In Stave I of Charles Dickens’ A Christmas Carol, Ebenzer Scrooge is visted by the ghost of Jacob Marley, his now-deceased former business partner who has appeared before the miserly, bitter old man to warn him of the perils to come unless he changes his ways. It is, of course, the Christmas season, and the story of the birth of Jesus hangs in the air as a reminder of the season’s true meaning. The ghost of Jacob Marley rhetorically inquires of himself and of Scrooge the reason he let so many holy seasons pass without acknowledging those around him:
“At this time of the rolling year,” the spectre said, “I suffer most. Why did I walk through crowds of fellow-beings with my eyes turned down, and never raise them to that blessed Star which led the Wise Men to a poor abode! Were there no poor homes to which its light would have conducted me!”
In Stave II, after the ghost of Marley has warned Scrooge and informed him that he would be visited by three spirits, the old man waits anxiously in his bed.

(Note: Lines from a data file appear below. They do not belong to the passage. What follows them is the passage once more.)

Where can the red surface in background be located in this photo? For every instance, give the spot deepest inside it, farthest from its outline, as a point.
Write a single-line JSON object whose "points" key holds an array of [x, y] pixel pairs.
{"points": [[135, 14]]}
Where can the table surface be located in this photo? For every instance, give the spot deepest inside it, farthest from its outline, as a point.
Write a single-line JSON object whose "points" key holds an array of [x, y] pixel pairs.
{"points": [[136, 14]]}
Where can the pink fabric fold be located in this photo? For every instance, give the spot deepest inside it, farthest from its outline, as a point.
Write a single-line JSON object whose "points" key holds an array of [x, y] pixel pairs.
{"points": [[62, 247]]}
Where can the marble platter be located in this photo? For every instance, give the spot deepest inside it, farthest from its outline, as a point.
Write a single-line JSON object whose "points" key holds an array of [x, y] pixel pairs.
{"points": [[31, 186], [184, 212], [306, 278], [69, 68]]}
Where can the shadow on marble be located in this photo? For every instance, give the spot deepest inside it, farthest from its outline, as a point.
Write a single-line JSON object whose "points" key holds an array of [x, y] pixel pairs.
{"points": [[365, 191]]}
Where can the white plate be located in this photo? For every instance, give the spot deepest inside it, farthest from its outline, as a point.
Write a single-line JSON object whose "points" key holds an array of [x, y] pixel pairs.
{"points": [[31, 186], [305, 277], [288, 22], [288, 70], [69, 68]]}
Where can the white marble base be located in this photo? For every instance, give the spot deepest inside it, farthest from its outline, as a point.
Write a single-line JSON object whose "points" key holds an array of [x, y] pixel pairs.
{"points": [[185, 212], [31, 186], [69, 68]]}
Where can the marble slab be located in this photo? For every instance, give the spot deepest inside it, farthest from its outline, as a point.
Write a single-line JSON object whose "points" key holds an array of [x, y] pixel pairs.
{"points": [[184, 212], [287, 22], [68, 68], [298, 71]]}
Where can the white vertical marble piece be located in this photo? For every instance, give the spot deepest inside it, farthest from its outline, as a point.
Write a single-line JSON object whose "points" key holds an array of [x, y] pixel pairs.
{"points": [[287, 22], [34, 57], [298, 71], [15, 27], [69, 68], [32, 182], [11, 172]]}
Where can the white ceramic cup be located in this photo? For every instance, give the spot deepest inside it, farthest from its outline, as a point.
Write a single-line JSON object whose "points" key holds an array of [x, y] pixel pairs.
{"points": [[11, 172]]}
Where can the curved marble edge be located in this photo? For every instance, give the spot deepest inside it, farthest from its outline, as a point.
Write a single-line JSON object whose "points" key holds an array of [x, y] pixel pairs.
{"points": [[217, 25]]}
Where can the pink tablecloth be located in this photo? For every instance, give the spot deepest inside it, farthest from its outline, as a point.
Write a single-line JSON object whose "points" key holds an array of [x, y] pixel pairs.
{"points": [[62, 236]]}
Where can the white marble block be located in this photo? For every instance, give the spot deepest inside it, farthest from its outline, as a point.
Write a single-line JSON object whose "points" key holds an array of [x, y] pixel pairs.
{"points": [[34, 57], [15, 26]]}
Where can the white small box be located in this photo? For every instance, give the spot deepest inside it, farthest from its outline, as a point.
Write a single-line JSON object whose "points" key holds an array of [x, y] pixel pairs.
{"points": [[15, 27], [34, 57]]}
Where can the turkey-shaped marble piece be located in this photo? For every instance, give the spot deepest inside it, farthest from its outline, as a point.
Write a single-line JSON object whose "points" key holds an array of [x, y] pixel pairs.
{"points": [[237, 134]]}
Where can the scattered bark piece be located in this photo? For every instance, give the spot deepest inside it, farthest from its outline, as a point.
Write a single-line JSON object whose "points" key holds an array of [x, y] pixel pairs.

At the prescribed time, the first of the three spirits announces itself:
“He spoke before the hour bell sounded, which it now did with a deep, dull, hollow, melancholy ONE. Light flashed up in the room upon the instant, and the curtains of his bed were drawn.”
Interpretations of the meaning of the light can vary, but, in the context of Marley’s acknowledgment of the true meaning of the season, and in the context of Scrooge’s imminent moral awakening, it is possible that the light represents both the “blessed Star” and the moment Scrooge’s transcendental transformation from “scrooge” to jovial, benevolent pillar of the community.